Sure, an option also was negotiated for yet more doses. But why did it take until the installation of a new administration to zip up a consequential decision — to get enough vaccine, in some timely fashion, to protect the needed number of Americans? The exiting incumbent obsessed in wild fashion that he would be in office, past Jan. 20. Did he and his crew not want to start fantasy term 2, not behind a giant mess with the coronavirus vaccinations?

In my practice, I see not only the harms that patients suffer while seeking medical services, but also their struggles to access and afford safe, efficient, and excellent health care. This has become an ordeal due to the skyrocketing cost, complexity, and uncertainty of treatments and prescription medications, too many of which turn out to be dangerous drugs. It has become a nightmare now, with the health system exhausted by dealing with the pandemic and the public subjected to almost a year of a flood of falsehoods and anti-science denialism about the pandemic.

Accountability for the carnage?

The disease’s terrible and unchecked toll (almost 440,000 deaths as of January’s end, in a likely underestimated count) is nearing the population equivalent of Virginia Beach (450,000) and soon may rumble in the forecast territory with as many Americans having died from the coronavirus as live in Baltimore (~600,000). The country already has racked up as many infections (26 million plus) as to exceed the populations of the New York (19 million) or Los Angeles (13 million) metropolitan areas.

The coronavirus is en route to becoming the leading cause of death in the country, killing more people than heart disease, cancer, stroke, Alzheimer’s or diabetes.

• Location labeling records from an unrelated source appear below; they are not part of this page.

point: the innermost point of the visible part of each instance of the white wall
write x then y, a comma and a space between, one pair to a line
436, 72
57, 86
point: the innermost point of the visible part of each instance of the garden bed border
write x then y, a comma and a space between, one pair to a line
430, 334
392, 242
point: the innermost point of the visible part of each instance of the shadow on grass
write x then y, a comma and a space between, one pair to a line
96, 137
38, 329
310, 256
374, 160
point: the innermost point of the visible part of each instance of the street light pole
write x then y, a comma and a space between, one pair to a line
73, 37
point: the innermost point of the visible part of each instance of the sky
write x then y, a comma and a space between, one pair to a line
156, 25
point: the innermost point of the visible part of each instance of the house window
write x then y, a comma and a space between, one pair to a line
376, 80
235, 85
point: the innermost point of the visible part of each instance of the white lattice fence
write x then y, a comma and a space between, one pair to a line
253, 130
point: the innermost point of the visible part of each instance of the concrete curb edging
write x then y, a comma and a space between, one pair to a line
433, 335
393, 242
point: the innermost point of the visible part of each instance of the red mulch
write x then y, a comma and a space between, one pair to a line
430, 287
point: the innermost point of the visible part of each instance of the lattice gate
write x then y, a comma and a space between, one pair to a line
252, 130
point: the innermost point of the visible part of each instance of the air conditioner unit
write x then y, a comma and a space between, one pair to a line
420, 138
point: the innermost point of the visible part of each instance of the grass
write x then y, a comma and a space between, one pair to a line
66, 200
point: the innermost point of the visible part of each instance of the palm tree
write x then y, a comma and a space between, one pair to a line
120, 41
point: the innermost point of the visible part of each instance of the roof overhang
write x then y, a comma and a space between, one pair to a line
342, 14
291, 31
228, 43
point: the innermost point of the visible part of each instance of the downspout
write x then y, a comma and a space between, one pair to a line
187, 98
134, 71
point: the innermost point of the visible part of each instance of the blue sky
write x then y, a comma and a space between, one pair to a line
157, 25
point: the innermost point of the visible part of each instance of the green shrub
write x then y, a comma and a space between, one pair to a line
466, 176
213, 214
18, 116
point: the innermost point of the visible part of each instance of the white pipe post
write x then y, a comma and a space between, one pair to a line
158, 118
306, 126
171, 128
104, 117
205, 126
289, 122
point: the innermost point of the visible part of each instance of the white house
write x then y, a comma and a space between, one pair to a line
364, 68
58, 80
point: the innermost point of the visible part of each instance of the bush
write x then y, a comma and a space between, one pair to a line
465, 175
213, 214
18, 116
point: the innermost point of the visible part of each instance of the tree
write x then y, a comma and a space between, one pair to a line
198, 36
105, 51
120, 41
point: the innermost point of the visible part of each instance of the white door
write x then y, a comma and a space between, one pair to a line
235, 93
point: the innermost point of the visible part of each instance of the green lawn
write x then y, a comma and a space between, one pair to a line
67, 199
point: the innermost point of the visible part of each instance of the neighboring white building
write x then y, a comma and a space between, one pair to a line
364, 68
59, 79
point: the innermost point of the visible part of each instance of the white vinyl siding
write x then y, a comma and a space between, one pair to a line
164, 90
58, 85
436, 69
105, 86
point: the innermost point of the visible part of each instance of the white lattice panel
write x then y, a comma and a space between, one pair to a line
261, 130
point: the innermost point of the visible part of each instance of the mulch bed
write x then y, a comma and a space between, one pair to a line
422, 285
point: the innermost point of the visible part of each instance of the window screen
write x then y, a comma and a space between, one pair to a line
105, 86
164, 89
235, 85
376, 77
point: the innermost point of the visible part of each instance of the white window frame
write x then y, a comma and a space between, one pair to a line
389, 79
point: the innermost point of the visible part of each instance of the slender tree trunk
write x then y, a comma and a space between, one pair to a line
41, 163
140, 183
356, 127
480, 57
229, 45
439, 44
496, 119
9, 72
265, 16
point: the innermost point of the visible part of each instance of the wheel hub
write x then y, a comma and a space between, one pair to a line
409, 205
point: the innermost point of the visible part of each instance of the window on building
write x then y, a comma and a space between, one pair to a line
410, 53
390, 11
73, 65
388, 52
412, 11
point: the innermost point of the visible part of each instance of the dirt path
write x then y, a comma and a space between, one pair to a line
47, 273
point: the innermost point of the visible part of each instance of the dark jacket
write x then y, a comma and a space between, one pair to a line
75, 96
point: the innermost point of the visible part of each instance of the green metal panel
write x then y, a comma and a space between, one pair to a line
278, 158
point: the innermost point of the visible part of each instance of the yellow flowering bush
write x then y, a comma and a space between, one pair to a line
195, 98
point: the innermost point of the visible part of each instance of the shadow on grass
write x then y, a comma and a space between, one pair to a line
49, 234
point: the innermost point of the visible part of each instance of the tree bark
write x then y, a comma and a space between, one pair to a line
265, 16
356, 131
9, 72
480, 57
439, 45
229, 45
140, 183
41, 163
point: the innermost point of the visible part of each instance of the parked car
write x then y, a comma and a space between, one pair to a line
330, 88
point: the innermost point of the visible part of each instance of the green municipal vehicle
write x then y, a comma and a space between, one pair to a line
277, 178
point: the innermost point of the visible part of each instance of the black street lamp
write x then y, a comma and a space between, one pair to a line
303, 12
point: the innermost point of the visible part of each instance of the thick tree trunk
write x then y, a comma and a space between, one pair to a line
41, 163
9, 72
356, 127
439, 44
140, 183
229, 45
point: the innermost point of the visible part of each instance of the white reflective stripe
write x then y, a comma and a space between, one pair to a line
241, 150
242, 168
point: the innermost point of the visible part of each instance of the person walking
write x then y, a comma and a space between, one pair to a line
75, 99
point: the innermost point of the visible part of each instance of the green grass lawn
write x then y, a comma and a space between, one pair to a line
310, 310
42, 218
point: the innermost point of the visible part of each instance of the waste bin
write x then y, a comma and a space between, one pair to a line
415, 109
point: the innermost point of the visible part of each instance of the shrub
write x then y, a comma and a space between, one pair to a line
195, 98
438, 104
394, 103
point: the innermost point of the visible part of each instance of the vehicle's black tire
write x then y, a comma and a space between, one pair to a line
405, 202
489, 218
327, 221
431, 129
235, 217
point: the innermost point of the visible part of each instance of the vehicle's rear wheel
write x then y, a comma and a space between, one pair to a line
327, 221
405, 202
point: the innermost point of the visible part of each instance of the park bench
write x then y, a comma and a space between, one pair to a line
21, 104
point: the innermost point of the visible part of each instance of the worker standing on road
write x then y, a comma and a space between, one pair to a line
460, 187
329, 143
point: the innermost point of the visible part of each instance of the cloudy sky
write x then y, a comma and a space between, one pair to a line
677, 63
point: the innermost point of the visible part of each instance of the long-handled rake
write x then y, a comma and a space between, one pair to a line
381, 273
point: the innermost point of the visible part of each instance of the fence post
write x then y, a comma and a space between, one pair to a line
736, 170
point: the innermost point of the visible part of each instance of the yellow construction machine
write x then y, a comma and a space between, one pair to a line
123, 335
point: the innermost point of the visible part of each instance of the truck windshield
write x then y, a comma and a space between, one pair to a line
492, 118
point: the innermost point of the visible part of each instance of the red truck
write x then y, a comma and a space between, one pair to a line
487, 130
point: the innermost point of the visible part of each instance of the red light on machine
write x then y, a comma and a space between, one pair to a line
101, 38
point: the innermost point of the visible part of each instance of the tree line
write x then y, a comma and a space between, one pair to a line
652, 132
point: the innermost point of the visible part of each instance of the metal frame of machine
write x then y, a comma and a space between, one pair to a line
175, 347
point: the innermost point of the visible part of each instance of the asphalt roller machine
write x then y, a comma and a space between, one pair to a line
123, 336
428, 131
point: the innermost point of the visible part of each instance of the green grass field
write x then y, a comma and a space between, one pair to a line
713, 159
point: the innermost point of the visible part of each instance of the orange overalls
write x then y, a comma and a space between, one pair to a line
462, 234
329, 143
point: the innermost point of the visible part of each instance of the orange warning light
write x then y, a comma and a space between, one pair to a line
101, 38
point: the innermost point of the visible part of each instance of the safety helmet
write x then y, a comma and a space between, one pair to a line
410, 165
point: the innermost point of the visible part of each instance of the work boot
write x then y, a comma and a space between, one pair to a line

The infection has led to “enormous” declines in the forecast, fundamental measure of a nation’s well-being: its life expectancy rate. Experts find major reasons to discuss this metric in typical times if it moves incrementally — by a few points on the right of the decimal.

New research suggests Americans’ average life expectancy fell 1.3 years, due to the coronavirus — a huge shift on both sides of the decimal, and 10 times what has occurred during troublesome times in which scholars expressed huge concerns about the harms caused by drug overdoses, other external causes, and respiratory and cardiovascular diseases.

The same study also sees black and Latino life expectancy in this country plunging, at three- and four-times greater rates than the predicted average overall.

Biden, since taking office, has not taken pause to assail his predecessor’s clear failures, nor has he engaged in recriminations with the Republicans who controlled the House and Senate in recent times and sat on their haunches as the White House flailed at and ignored a health catastrophe. Now, with Democrats in slim control, GOP lawmakers — who were happy to lavish trillions of dollars in tax cuts on plutocrats and wealthy corporations — suddenly have become spending and deficit hawks.

The new president, correctly, insists he wants to work with his political opposition and has tried to bridge a partisan chasm, including by asking politicians to remove the vitriol and ad hominem attacks in policy discussions. History will tell. It also may look at the jaw-dropping deaths and damage that the nation has suffered in a few short months, including savage numbers for the aged and communities of color, and perhaps wonder if these might put recent U.S. leadership figures in ignominious compare with rotten tyrants of recent times and their unspeakable slaughters of their own people.

We have great work to do to battle the coronavirus, end the pandemic, and move the country to a far better place than it is now.